Step 2: Using the Basic Proportionality Theorem (Thales' Theorem):
Since \( LM \parallel QR \), by the Basic Proportionality Theorem (also known as Thales' Theorem), we know that: \[ \frac{PL}{PQ} = \frac{PM}{PR} \] We are given that \( PL = 5.7 \, \text{cm} \) and \( PQ = 15.2 \, \text{cm} \), so: \[ \frac{PL}{PQ} = \frac{5.7}{15.2} \] This gives the proportion between the corresponding segments on \( PQ \) and \( PR \). Now, we need to find \( PM \) using the given segment \( MR \).

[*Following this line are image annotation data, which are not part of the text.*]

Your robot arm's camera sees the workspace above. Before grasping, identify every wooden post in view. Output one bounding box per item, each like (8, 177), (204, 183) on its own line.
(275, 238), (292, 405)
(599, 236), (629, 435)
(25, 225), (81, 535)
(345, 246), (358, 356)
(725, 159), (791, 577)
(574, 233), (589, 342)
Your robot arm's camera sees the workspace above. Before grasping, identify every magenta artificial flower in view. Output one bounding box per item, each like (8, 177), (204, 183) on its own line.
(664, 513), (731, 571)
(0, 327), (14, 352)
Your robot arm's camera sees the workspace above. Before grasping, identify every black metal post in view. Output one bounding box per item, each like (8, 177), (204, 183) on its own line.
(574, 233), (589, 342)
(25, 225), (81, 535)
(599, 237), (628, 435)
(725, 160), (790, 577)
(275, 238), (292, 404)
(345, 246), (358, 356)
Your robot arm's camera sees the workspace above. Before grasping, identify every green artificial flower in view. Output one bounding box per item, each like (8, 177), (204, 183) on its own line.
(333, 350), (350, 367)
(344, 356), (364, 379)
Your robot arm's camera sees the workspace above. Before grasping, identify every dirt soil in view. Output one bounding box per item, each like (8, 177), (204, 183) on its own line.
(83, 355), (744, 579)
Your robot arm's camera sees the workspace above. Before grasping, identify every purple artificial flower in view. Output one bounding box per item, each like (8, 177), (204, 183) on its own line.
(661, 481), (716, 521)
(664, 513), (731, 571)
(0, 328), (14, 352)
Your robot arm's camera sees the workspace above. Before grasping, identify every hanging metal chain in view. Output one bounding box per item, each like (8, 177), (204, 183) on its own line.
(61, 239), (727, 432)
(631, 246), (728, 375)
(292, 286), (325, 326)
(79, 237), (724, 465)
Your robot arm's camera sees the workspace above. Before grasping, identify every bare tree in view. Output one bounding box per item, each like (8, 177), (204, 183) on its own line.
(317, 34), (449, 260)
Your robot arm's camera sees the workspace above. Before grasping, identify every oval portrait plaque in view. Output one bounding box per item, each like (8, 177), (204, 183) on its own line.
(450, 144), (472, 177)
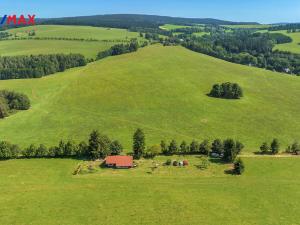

Since the total length of \( PR \) is the sum of \( PM \) and \( MR \), we can express the total length of \( PR \) as: \[ PR = PM + MR = PM + 5.5 \, \text{cm} \] Substitute the known ratio: \[ \frac{5.7}{15.2} = \frac{PM}{PM + 5.5} \] Now, solve for \( PM \):

Step 3: Solving the equation:
Cross-multiply to get rid of the fractions: \[ 5.7 (PM + 5.5) = 15.2 \times PM \] Simplifying: \[ 5.7 \, PM + 5.7 \times 5.5 = 15.2 \, PM \] \[ 5.7 \, PM + 31.35 = 15.2 \, PM \] Now, subtract \( 5.7 \, PM \) from both sides: \[ 31.35 = 15.2 \, PM - 5.7 \, PM \] \[ 31.35 = 9.5 \, PM \] Solve for \( PM \): \[ PM = \frac{31.35}{9.5} = 3.3 \, \text{cm} \]

Step 4: Conclusion:
The length of \( PM \) is \( 3.3 \, \text{cm} \).